Water: The soil should be allowed to dry between waterings.
Streptocarpus is susceptible to root rot. Because of their delicate leaves, consider watering from the bottom, but never let the plant sit in water.
Let the soil become rather dry between waterings.
Temperature: Moderate to cool. Intense heat can cause wilting and plant failure.
Soil: A loose, very well-drained, very rich potting mix.
Fertilizer:Fertilize with a weak liquid African violet fertilizer during growth and flowering. They seem to thrive with a steady supply of weak fertilizer.
Repot larger plants in spring, at the beginning of the growing season. Like African violets, they have a shallow root system, so do not need an especially deep pot, but they like to have room to spread their roots throughout the top of the growing medium. When repotting a mature plant, be careful not to destroy too many of the fine roots near the soil surface. During repotting, make sure to use a very fast-draining soil—Streptocarpus thrives in fast-draining conditions and does not benefit from a peat-heavy soil that retains water.

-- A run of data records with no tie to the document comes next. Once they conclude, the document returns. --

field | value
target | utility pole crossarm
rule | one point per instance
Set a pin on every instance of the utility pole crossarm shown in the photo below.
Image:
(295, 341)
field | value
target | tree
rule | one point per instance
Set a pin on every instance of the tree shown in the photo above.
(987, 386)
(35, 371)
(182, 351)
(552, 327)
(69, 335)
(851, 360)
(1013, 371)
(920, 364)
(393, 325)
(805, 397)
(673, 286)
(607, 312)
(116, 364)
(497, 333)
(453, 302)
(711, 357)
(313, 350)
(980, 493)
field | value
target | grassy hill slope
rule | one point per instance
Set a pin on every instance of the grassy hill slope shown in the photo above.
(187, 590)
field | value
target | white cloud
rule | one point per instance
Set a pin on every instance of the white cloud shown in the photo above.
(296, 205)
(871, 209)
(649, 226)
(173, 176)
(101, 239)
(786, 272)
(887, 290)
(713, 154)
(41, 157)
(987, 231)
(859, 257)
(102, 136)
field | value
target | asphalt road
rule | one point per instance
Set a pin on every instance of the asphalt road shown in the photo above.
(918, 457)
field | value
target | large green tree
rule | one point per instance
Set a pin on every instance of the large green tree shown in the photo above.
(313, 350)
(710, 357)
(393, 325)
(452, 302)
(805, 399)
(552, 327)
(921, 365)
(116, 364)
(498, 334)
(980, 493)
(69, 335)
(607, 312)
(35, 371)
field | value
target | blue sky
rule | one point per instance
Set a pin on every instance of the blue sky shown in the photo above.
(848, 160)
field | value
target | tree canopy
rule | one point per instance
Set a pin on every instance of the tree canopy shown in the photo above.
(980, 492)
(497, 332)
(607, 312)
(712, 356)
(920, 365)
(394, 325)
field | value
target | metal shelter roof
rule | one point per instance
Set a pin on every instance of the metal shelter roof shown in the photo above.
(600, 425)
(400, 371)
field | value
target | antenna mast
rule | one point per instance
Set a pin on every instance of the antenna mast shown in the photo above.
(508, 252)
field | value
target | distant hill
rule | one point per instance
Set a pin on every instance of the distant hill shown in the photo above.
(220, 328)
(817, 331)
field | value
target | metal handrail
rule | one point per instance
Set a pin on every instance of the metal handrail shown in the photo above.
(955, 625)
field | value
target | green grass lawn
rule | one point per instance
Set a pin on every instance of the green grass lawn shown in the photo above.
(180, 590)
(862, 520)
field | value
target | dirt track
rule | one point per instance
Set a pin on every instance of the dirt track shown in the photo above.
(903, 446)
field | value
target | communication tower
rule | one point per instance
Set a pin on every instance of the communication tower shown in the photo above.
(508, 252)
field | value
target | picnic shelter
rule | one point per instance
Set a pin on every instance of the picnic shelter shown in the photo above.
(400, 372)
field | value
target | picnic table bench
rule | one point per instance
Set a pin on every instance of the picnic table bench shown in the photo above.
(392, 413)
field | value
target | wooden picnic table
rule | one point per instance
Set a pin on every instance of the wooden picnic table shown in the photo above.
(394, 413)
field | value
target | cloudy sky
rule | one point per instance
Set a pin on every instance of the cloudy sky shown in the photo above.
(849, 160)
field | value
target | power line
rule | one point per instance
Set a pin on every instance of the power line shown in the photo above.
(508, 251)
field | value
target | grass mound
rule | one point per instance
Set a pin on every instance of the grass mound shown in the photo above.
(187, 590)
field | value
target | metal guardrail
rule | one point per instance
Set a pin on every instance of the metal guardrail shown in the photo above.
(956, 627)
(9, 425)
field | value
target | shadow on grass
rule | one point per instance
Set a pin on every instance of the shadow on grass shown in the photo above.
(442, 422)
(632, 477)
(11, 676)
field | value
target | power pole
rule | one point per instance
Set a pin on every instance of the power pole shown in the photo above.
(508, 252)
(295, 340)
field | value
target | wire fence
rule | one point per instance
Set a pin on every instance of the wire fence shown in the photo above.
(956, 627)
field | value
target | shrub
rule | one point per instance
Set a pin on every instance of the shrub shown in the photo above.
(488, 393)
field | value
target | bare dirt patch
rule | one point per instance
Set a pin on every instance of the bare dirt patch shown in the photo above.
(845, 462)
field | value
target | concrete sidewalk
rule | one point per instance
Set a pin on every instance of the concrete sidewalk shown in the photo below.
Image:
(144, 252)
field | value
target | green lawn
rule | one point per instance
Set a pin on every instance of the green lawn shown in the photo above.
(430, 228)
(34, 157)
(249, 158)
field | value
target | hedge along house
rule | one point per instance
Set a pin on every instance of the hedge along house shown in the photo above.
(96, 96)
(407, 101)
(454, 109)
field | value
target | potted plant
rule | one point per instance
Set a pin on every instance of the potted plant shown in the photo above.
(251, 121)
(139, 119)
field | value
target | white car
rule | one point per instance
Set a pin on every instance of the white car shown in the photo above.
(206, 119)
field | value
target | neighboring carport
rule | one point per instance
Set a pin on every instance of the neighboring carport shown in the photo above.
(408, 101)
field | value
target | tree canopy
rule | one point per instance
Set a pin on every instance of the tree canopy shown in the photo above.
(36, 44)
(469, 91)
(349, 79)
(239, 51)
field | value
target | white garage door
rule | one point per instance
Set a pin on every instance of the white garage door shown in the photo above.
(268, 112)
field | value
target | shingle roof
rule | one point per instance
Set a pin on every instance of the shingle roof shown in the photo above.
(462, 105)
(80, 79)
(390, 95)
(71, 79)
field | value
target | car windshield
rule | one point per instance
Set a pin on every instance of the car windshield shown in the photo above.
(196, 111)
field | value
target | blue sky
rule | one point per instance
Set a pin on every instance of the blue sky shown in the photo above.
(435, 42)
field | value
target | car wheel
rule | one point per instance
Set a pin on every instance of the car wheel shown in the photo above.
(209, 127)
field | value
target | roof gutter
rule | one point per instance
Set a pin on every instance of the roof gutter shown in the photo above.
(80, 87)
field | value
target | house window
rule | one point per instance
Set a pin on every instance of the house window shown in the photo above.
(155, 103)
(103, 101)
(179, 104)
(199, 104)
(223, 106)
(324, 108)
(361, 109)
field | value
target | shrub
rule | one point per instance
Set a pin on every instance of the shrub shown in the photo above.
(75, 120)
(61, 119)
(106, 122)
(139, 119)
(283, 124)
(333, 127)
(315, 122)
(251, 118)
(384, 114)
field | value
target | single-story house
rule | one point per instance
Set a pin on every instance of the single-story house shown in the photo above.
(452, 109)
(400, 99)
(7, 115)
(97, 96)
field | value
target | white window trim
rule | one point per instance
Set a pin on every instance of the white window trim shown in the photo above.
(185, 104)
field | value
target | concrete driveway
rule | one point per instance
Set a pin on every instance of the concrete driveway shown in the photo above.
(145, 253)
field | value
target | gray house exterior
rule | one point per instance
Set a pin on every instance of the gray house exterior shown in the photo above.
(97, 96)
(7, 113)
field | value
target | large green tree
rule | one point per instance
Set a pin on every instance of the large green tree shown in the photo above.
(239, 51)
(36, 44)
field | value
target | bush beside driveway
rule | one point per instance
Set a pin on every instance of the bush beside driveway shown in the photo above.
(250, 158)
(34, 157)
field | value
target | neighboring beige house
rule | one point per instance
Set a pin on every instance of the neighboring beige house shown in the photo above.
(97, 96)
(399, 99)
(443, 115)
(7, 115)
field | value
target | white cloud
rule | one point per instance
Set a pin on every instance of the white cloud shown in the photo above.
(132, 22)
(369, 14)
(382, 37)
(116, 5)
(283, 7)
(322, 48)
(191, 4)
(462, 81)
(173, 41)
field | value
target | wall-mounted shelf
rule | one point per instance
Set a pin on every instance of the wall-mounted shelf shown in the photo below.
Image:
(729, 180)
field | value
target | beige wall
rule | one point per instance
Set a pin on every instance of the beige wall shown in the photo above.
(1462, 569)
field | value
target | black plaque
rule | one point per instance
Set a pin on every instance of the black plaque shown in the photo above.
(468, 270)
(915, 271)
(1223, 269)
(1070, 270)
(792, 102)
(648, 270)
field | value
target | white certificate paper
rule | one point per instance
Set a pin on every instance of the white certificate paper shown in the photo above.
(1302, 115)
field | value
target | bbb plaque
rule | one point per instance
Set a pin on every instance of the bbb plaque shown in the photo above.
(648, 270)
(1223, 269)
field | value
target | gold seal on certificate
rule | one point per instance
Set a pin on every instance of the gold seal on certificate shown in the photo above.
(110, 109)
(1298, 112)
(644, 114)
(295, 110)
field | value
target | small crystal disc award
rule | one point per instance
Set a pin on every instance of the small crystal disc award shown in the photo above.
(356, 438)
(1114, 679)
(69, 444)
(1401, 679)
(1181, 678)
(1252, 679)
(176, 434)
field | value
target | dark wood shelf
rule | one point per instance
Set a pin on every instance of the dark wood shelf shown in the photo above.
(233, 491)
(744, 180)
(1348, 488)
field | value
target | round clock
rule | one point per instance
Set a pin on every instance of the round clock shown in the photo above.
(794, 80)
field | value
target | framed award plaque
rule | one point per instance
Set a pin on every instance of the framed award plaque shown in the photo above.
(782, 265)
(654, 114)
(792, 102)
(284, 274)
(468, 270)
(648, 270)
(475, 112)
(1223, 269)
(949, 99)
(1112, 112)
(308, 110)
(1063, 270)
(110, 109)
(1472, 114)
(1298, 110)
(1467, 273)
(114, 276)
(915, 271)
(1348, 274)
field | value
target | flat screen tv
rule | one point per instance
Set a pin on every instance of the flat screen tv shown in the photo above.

The key to growing good Streptocarpus is to provide adequate moisture balanced with adequate drainage. No doubt like African violets, the most common problems besetting these lovely plants have to do with watering—usually too much of it. They should never be allowed to sit in water in a plant tray or water-logged soil. They also dislike strong, direct sunlight, which will burn their leaves.